Beah has become an advocate for children affected by war and has spoken on multiple UN panels about the plight of child soldiers. In 2007, he published A Long Way Gone, an account of his traumatic experiences. That same year, he was appointed UNICEF's first Advocate for Children Affected by War, and he founded the Ishmael Beah foundation to help child victims of war reintegrate into society and have access to education. Beah continues to advocate for children in war torn regions.
November 26, 1972
James Dashner
Born in Austell, Georgia, on November 26, 1972, James Dashner moved to Duluth, Georgia, with his family when he was two years old. He attended college at Brigham Young University in Utah and earned a master's degree in accounting. He initially worked in finance before pursuing writing full time. Dashner has published four fantasy and science fiction series for young teenagers. The Maze Runner is his most well-known book, having spent 100 weeks on the New York Times Best Seller List for Children's Series and been adapted to film. Dashner lives in Utah with his wife and four children.
November 29, 1898
C.S. Lewis
Clive Staples Lewis was born in Belfast, Ireland, on November 29, 1898. As a child, Lewis and his brother created an imaginary land with "dressed animals" and an intricate history. Lewis retained this imaginative world-building into adulthood, as is evidenced by his Chronicles of Narnia series, which explores a kingdom with magical creatures and talking animals. The conflicts in Narnia are also inspired by Lewis's Christian beliefs. Raised a Protestant, Lewis began to question the existence of God as a young adult; however, deep theological conversations with friends, including J. R. R. Tolkien, caused Lewis to believe in God and then convert to Christianity. Lewis became a Christian apologist, publishing dozens of books in which he explained and defended Christian beliefs. C. S. Lewis died of kidney failure on November 22, 1963.
November 30, 1835
Mark Twain
One of America's most iconic authors, Samuel Clemens, better known by his penname Mark Twain, was born in a small Missouri village. When he was four years old, Clemens and his family moved to Hannibal, Missouri, a town on the Mississippi River. The steamboats, tradesmen, slaves, and violence of Hannibal inspired fictional towns in Tom Sawyer and Huckleberry Finn.

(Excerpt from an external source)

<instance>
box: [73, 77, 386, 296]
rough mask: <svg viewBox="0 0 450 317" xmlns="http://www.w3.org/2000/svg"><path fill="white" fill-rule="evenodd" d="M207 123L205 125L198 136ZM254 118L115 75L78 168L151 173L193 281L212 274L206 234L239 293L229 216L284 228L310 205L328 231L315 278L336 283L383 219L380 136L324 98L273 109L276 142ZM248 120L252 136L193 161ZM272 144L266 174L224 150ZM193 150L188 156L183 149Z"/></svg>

When Clemens was eleven, his father died, and he left school and worked as a printer's apprentice for the local newspaper. As a young adult, Twain wrote articles for different papers before becoming a riverboat pilot on the Mississippi. The outbreak of the Civil War, however, ended Clemens's riverboat career, so he traveled to Nevada and California. Twain became a popular author with the publication of the short story "Jim Smiley and His Jumping Frog." Known for his witticisms and social commentary, Twain wrote short stories, essays, nonfiction pieces, plays, and novels that continue to be taught as American classics.
Twain had been born shortly after the passing of Halley's Comet and said it would be "the greatest disappointment" if he didn't go out with it. He was not disappointed, however, and died of a heart attack on April 21, 1910, one day after the comet's closest approach to Earth.